Write-Ahead Log (WAL)

The WAL is Parallax's durability guarantee. Every mutation is written to the WAL and fsync()'d before being applied to the MemTable. If the process crashes, the WAL replays to reconstruct the MemTable.

On-Disk Format

WAL data lives in {data_dir}/wal/. Each segment file is named wal-{index:08}.pxw (e.g., wal-00000000.pxw).

Each entry in a WAL file has this layout (little-endian):

┌──────────┬──────────┬──────────┬────────────┬──────────┐
│ magic(4) │ len(4)   │ seq(8)   │ payload(N) │ crc32(4) │
└──────────┴──────────┴──────────┴────────────┴──────────┘
FieldSizeDescription
magic4 bytes0x50585741 — ASCII "PXWA" (Parallax WAL)
len4 bytesTotal entry length including all fields
seq8 bytesMonotonic sequence number
payloadN bytesSerialized WriteBatch (postcard format)
crc32c4 bytesCRC32C of `(seq bytes

Write Protocol

#![allow(unused)]
fn main() {
pub fn append(&mut self, batch: &WriteBatch) -> Result<u64, WalError> {
    let seq = self.next_seq;
    self.next_seq += 1;

    // Serialize the batch with postcard (compact binary format)
    let payload = postcard::to_allocvec(batch)?;

    // Compute checksum over seq + payload
    let crc = crc32c_combine(seq.to_le_bytes(), &payload);

    // Rotate to a new segment if the active file exceeds MAX_SEGMENT_SIZE
    if self.active_size + entry_len > MAX_SEGMENT_SIZE {
        self.rotate()?;
    }

    // Write all fields
    self.active.write_all(&WAL_MAGIC)?;
    self.active.write_all(&(total_len as u32).to_le_bytes())?;
    self.active.write_all(&seq.to_le_bytes())?;
    self.active.write_all(&payload)?;
    self.active.write_all(&crc.to_le_bytes())?;

    // fsync — this is the durability commit point
    self.active.sync_data()?;

    Ok(seq)
}
}

After sync_data() returns, the entry survives any crash.

Crash Recovery

On startup, WriteAheadLog::recover() replays all WAL segments:

#![allow(unused)]
fn main() {
pub fn recover(&mut self) -> Result<Vec<WriteBatch>, WalError> {
    let mut batches = Vec::new();
    for segment_file in self.sorted_segment_files()? {
        let entries = self.read_segment(&segment_file)?;
        for entry in entries {
            // Verify magic
            if entry.magic != WAL_MAGIC { return Err(WalError::Corruption(...)); }
            // Verify checksum (INV-S05)
            if !verify_crc32c(entry.seq, &entry.payload, entry.crc32c) {
                // Stop at first corrupt entry
                tracing::warn!("WAL corruption detected at seq {}", entry.seq);
                break;
            }
            let batch = postcard::from_bytes(&entry.payload)?;
            batches.push(batch);
        }
    }
    Ok(batches)
}
}

INV-S05: A corrupt WAL entry stops recovery at that point.
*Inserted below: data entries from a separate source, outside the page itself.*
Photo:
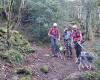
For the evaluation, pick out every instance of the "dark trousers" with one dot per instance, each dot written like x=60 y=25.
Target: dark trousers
x=54 y=46
x=78 y=49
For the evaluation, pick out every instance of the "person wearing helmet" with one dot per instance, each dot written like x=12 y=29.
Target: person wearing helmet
x=53 y=33
x=67 y=41
x=77 y=38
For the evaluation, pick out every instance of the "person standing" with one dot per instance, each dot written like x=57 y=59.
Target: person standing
x=77 y=38
x=68 y=41
x=54 y=35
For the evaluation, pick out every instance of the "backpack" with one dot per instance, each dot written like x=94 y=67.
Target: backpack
x=67 y=35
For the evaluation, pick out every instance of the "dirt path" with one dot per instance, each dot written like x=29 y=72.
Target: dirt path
x=58 y=68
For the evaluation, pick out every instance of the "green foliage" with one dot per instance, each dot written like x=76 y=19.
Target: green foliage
x=15 y=56
x=25 y=78
x=91 y=76
x=44 y=69
x=23 y=71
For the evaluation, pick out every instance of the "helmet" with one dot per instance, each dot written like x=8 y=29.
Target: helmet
x=54 y=24
x=74 y=26
x=66 y=29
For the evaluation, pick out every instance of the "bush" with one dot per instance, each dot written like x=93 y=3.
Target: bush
x=91 y=76
x=25 y=78
x=44 y=69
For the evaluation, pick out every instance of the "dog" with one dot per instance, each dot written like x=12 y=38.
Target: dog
x=85 y=60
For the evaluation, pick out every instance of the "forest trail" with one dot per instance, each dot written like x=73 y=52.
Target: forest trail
x=59 y=68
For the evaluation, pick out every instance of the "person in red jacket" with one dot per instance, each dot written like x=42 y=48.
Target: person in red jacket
x=53 y=33
x=77 y=38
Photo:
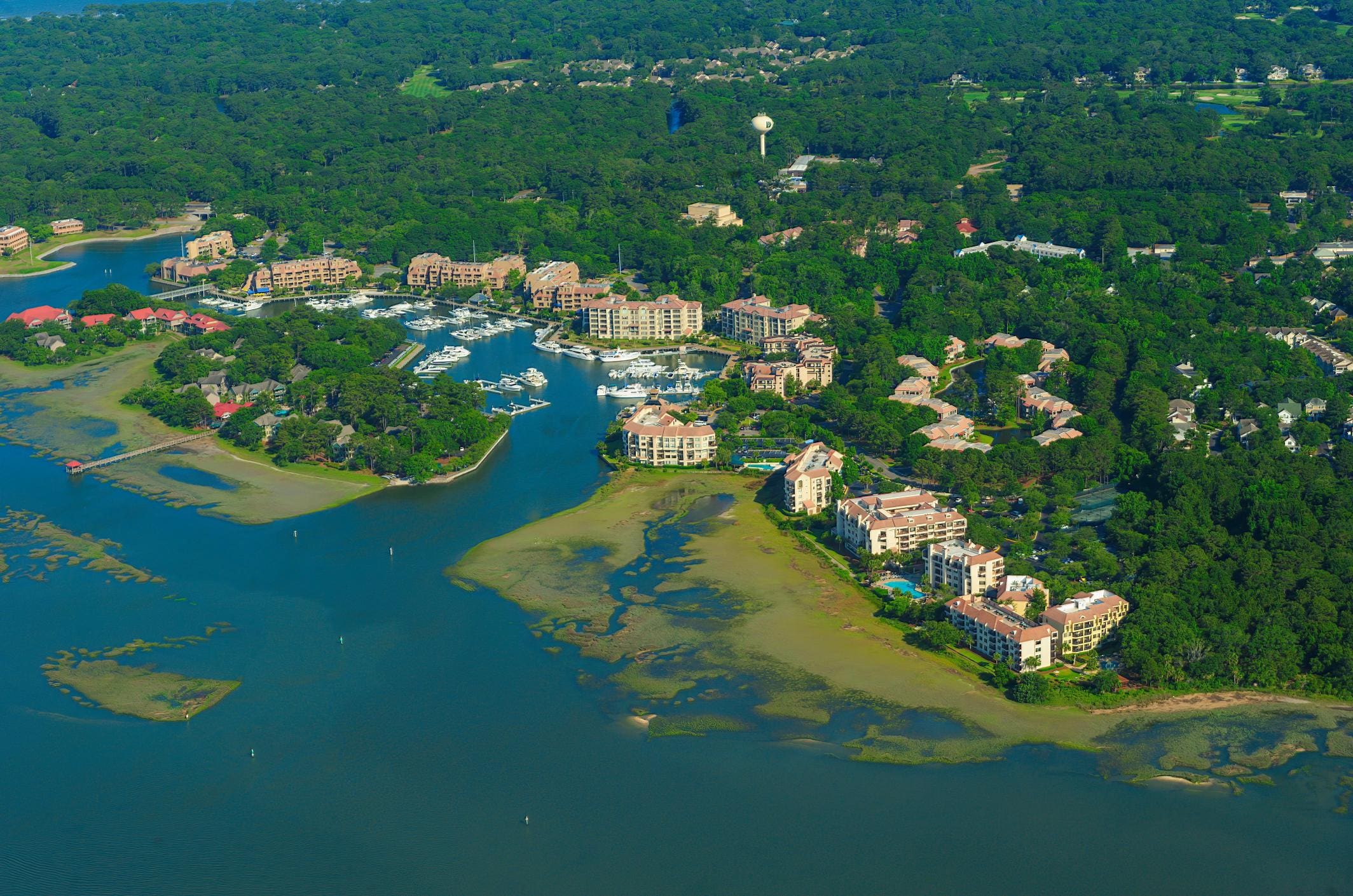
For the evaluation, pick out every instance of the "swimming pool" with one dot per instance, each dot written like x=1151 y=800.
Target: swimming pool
x=904 y=585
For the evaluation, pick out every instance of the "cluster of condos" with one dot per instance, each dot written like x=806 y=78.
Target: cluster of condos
x=14 y=238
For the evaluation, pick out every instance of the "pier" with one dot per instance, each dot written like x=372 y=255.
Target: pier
x=75 y=468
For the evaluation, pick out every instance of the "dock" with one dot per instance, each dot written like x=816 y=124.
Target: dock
x=75 y=468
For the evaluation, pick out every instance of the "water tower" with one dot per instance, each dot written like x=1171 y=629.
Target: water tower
x=762 y=125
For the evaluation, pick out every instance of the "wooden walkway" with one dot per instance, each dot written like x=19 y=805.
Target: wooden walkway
x=76 y=466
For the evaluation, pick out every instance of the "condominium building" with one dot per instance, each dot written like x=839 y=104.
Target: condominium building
x=654 y=437
x=968 y=568
x=326 y=271
x=546 y=278
x=712 y=214
x=218 y=243
x=1085 y=620
x=755 y=319
x=13 y=238
x=808 y=479
x=895 y=522
x=663 y=318
x=67 y=226
x=434 y=271
x=1003 y=634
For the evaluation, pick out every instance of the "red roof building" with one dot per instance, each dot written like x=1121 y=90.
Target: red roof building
x=41 y=315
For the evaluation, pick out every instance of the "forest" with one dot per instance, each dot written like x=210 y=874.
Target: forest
x=1090 y=122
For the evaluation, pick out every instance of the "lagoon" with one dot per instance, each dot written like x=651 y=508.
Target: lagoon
x=405 y=757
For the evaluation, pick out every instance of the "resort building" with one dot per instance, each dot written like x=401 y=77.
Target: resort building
x=218 y=243
x=326 y=271
x=67 y=226
x=923 y=368
x=34 y=318
x=1085 y=620
x=657 y=438
x=712 y=214
x=968 y=568
x=895 y=522
x=13 y=238
x=1003 y=634
x=808 y=479
x=755 y=319
x=663 y=318
x=434 y=271
x=1034 y=248
x=1018 y=591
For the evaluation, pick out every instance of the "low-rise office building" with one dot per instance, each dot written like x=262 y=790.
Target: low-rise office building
x=663 y=318
x=654 y=437
x=1085 y=620
x=808 y=479
x=895 y=522
x=757 y=319
x=965 y=567
x=434 y=271
x=301 y=273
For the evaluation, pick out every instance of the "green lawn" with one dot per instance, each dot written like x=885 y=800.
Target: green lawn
x=423 y=83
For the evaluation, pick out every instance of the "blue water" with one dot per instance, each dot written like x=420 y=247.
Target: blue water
x=404 y=760
x=903 y=585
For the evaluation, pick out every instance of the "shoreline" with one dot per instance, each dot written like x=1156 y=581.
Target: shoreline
x=43 y=256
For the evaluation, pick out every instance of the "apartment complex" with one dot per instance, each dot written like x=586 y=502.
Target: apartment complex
x=663 y=318
x=656 y=438
x=302 y=272
x=755 y=319
x=895 y=522
x=968 y=568
x=808 y=479
x=712 y=214
x=434 y=271
x=218 y=243
x=67 y=226
x=13 y=238
x=1003 y=634
x=1085 y=620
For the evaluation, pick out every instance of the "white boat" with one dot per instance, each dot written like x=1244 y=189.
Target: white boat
x=582 y=353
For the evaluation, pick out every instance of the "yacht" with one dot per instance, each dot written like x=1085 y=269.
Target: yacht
x=582 y=353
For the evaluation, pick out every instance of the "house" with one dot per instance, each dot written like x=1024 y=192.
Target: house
x=895 y=522
x=965 y=567
x=1085 y=621
x=39 y=315
x=808 y=479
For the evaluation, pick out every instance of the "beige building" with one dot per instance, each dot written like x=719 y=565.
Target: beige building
x=895 y=522
x=434 y=271
x=13 y=238
x=657 y=438
x=663 y=318
x=755 y=319
x=67 y=226
x=808 y=479
x=712 y=214
x=218 y=243
x=1003 y=634
x=301 y=273
x=968 y=568
x=1085 y=620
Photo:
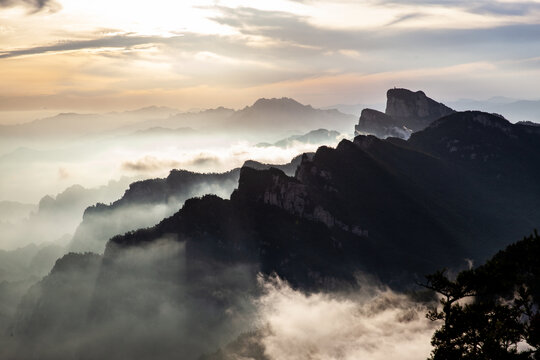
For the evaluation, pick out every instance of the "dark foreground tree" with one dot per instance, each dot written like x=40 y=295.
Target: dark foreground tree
x=491 y=312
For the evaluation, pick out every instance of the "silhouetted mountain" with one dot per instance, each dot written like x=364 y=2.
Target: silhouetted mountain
x=288 y=169
x=414 y=109
x=144 y=203
x=11 y=211
x=389 y=207
x=58 y=216
x=381 y=125
x=288 y=114
x=512 y=109
x=54 y=307
x=406 y=112
x=464 y=187
x=316 y=137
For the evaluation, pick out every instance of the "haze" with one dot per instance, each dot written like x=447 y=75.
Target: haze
x=100 y=56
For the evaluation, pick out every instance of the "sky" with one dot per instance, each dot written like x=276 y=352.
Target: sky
x=104 y=55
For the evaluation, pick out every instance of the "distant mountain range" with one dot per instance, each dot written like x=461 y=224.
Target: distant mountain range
x=317 y=137
x=462 y=186
x=406 y=112
x=283 y=116
x=513 y=109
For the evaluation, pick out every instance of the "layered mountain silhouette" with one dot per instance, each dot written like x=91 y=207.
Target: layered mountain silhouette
x=463 y=186
x=388 y=207
x=147 y=202
x=406 y=112
x=314 y=137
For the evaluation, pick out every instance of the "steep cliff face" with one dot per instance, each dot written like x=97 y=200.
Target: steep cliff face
x=415 y=109
x=145 y=203
x=406 y=112
x=381 y=125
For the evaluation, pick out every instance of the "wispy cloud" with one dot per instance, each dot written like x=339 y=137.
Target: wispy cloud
x=117 y=41
x=33 y=5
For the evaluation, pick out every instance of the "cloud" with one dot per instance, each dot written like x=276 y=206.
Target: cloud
x=33 y=5
x=374 y=323
x=150 y=164
x=117 y=41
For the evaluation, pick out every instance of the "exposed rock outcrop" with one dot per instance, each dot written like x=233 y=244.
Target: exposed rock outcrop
x=414 y=109
x=406 y=112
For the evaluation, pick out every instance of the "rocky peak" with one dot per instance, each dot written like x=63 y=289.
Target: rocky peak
x=415 y=108
x=381 y=125
x=406 y=112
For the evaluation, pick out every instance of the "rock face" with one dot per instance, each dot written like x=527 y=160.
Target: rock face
x=392 y=208
x=406 y=112
x=381 y=125
x=414 y=109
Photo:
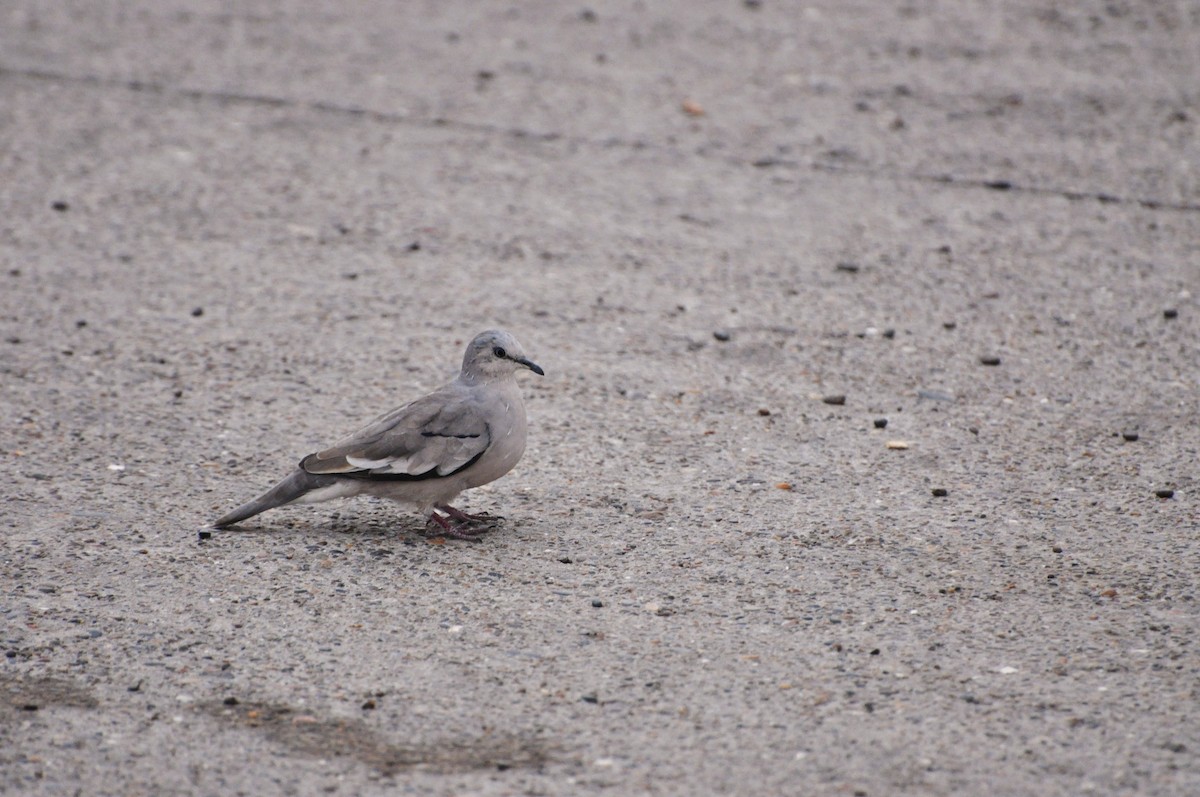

All entries before it are applied; the corrupt entry and everything after are discarded. This may result in losing the most recent write if the process crashed during fsync(). This is correct — the write was not acknowledged to the caller yet.

Segment Rotation

When the active WAL segment exceeds MAX_SEGMENT_SIZE (default: 64MB):

  1. sync_data() the active file
  2. Close the active file handle
  3. Open a new file: wal-{next_index:08}.pxw
  4. Set the new file as active

Old WAL segments are retained until after a successful MemTable flush to a .pxs segment. At that point, WAL segments covered by the segment are safe to delete.

Group Commit (v0.2)

For high-throughput ingestion, individual fsync() calls are expensive (~100μs on NVMe). Group commit batches multiple WriteBatches into a single fsync():

100 batches × 1 fsync = 100× write throughput
vs.
100 batches × 100 fsyncs = 100× latency overhead

Group commit is planned for v0.2. The current v0.1 implementation does one fsync() per WriteBatch, which is correct and suitable for all but the highest-throughput ingestion scenarios.

Inspecting WAL Files

WAL files are binary and not human-readable directly. Use the CLI to inspect the current state of the engine rather than reading WAL files:

parallax stats --data-dir /var/lib/parallax

A future parallax wal dump command is planned for v0.2 debugging.